Ugh, ChatGPT, why did you have to let me down?
Actually, scratch that. I won’t let a bit of inaccuracy get in the way of my AI-enabled life of relaxation.
It doesn’t matter who invented the toaster, all we need to know is that it exists.
With this in mind, I racked my brains for a new angle. Then, I remembered a great story from a few years ago about a man called Thomas Thwaites who built his own toaster from scratch.
It was an incredible project that showed that the importance of the economy of scale is in our society. For a single human, making a toaster costs thousands. But if you work with a range of companies and create huge numbers of them, the devices can be made for next-to-nothing.
Now this is an angle befitting The Rectangle — and one ChatGPT can hopefully help with.
Around this point in the newsletter I try and tie a technological theme into the experience of being human. In the coolest way possible.
I put that to ChatGPT:
Not bad, you know, not bad at all. I do like toast.

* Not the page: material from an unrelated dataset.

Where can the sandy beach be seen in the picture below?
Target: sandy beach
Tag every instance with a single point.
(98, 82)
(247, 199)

The whole experience of trying to use ChatGPT in this piece reminded me of a quote from the Gizmodo article about Thwaites building his own toaster:
In the end he put together a haggard-looking stripped-down version of something we can buy for the price of a sandwich. It only took him nine months, several trips across country lines, and many moments of lateral thinking.

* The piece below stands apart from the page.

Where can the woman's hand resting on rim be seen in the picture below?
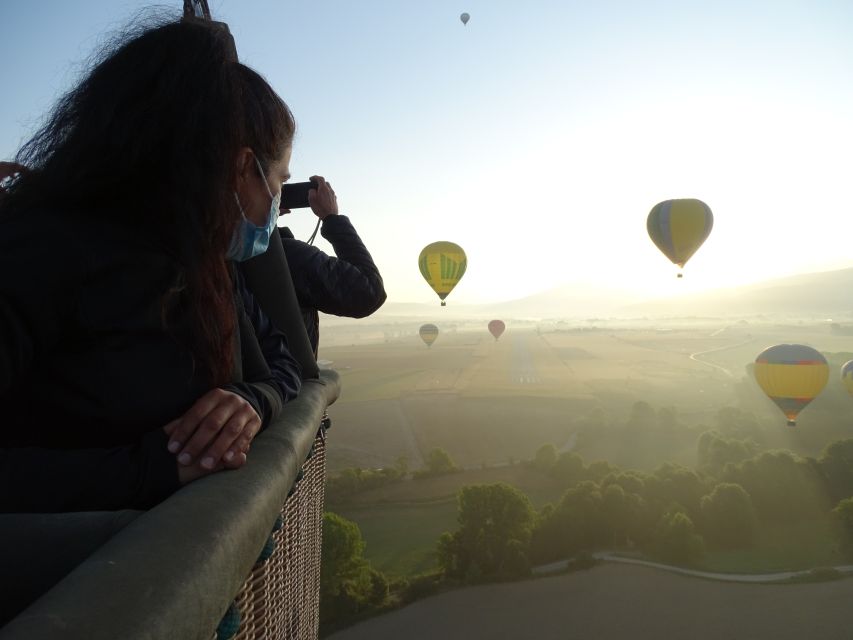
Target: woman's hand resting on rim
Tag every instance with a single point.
(214, 434)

This sums up the experience of using the AI chatbot for me.
I’m glad it exists, but writing this newsletter using it was actually tougher than, you know, just doing it all by myself.
That doesn’t make it any less a miraculous achievment and there are a myriad of uses for ChatGPT beyond writing silly little articles, from generating code to making it a personal assistant.
But what it doesn’t replace is the ingenuity of a human. Yet. And you know what that means? You’re stuck with me for a while longer.